Ogni esponente della maggioranza, stasera, qui, è venuto a ritagliarsi il proprio spazio di interpretazione: operazione legittima, operazione dovuta; forse si poteva fare anche prima. Soprattutto, è una recita che, per quanto mi riguarda, è resa possibile dall'ambiguità, dalla non chiarezza, dal contravvenire in radice al principio stesso della delega che questa legge di riforma mette in campo.
Lo abbiamo detto mille volte in Commissione, lo abbiamo ripetuto con la pregiudiziale: siamo di fronte ad una legge delega che dice e non dice, non detta norme e principi generali vincolandoli a principi precisi e ad indirizzi ma è talmente generica nella sua articolazione che contravviene al principio stesso cui devono uniformarsi, per l'appunto, le deleghe; principi che vengono enunciati in maniera generica ed entro i quali, appunto, può vivere di tutto e di più: la devolution e il contrario della devolution. Non a caso, questa recita è diventata una specie di farsa quando la maggioranza, manifestando tutte le proprie perplessità nei confronti di molti punti di questa delega, ha detto che le tradurrà in ordini del giorno, cioè, vale a dire, non c'è stato il coraggio politico di esplicitare con posizioni nitide e con emendamenti chiari le varie questioni in gioco.
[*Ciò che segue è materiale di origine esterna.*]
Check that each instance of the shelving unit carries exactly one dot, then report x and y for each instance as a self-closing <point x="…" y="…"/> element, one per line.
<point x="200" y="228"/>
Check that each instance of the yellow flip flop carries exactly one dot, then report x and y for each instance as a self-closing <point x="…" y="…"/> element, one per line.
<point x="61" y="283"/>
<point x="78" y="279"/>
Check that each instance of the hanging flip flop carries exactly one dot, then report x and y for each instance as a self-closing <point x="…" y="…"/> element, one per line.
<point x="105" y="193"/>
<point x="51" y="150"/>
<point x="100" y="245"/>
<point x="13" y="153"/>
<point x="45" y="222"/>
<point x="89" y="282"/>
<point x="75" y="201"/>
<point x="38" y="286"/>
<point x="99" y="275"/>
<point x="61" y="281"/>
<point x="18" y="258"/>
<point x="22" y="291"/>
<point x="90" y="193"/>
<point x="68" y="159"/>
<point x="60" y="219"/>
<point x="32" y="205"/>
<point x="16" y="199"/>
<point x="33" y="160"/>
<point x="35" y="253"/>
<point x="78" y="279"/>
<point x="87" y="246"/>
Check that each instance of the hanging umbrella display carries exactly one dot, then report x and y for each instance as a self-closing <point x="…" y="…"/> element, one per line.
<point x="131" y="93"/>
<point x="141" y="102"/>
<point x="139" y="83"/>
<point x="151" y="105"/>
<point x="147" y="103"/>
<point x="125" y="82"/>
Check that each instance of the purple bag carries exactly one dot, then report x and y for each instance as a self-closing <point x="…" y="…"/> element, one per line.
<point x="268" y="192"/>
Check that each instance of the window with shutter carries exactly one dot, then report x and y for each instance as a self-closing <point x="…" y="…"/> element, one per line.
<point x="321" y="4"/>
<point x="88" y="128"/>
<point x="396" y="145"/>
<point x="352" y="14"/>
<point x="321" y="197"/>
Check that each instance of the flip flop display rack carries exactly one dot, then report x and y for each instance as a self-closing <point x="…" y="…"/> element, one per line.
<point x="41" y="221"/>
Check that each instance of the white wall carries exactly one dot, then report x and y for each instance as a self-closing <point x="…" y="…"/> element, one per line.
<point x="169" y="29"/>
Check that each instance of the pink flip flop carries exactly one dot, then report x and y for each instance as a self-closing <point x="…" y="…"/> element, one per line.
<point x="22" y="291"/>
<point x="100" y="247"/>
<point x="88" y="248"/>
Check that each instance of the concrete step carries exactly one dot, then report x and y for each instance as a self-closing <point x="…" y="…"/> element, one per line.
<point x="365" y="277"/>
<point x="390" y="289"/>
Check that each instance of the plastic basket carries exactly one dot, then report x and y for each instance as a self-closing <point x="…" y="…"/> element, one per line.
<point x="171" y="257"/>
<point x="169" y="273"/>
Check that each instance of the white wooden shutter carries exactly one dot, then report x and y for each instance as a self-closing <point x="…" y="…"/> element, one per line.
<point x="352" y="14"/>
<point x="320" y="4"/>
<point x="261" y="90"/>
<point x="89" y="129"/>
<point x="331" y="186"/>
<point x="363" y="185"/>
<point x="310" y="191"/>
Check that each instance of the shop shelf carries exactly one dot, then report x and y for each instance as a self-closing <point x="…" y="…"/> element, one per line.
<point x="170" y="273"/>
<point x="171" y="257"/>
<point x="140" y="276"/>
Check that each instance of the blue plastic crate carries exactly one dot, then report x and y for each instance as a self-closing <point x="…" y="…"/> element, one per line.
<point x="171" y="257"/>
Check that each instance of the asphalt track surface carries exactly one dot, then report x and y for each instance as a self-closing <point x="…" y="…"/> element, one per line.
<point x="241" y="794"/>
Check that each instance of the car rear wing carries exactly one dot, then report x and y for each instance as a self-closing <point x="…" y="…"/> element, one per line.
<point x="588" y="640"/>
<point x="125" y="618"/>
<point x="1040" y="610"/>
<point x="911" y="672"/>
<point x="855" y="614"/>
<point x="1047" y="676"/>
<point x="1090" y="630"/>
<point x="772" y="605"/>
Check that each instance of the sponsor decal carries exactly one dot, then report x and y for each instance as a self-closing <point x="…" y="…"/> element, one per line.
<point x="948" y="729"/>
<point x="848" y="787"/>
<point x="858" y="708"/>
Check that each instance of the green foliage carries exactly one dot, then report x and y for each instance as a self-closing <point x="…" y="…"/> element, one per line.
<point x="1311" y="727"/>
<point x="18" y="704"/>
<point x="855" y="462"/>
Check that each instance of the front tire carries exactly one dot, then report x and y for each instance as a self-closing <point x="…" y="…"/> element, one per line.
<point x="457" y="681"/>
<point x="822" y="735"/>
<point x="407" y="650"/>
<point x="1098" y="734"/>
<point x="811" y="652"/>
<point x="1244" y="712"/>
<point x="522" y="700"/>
Tuttavia, credo, che al di là di tutto ciò, questa legge avrà un percorso difficile, ministro Moratti, in primo luogo per le questioni pregiudiziali che noi abbiamo sollevato oggi, la prima delle quali sostiene che non c'è chiarezza tra il principio federale introdotto già nella Costituzione, il principio della devolution e il restringimento rispetto alle competenze ormai maturate da parte delle regioni che questa delega introduce. È vero che noi qui ci troviamo di fronte a norme generali ma queste norme generali, ministro, saranno rese attuative da decreti e regolamenti che il Governo, attraverso questo provvedimento, assumerà per delega.
Dunque, in quei decreti e regolamenti saranno espulse dal processo legislativo decisionale proprio quelle regioni che, invece, vantano ormai una competenza concorrente nelle materie disciplinate. Si tratta, quindi, di un conflitto che dovrete prima o poi sciogliere e che comunque darà luogo ad una serie innumerevole di ricorsi, innanzitutto da parte delle regioni ma, credo, anche da parte delle singole istituzioni scolastiche che hanno visto già specificato in Costituzione, con la riforma dell'articolo 117, il principio della loro autonomia.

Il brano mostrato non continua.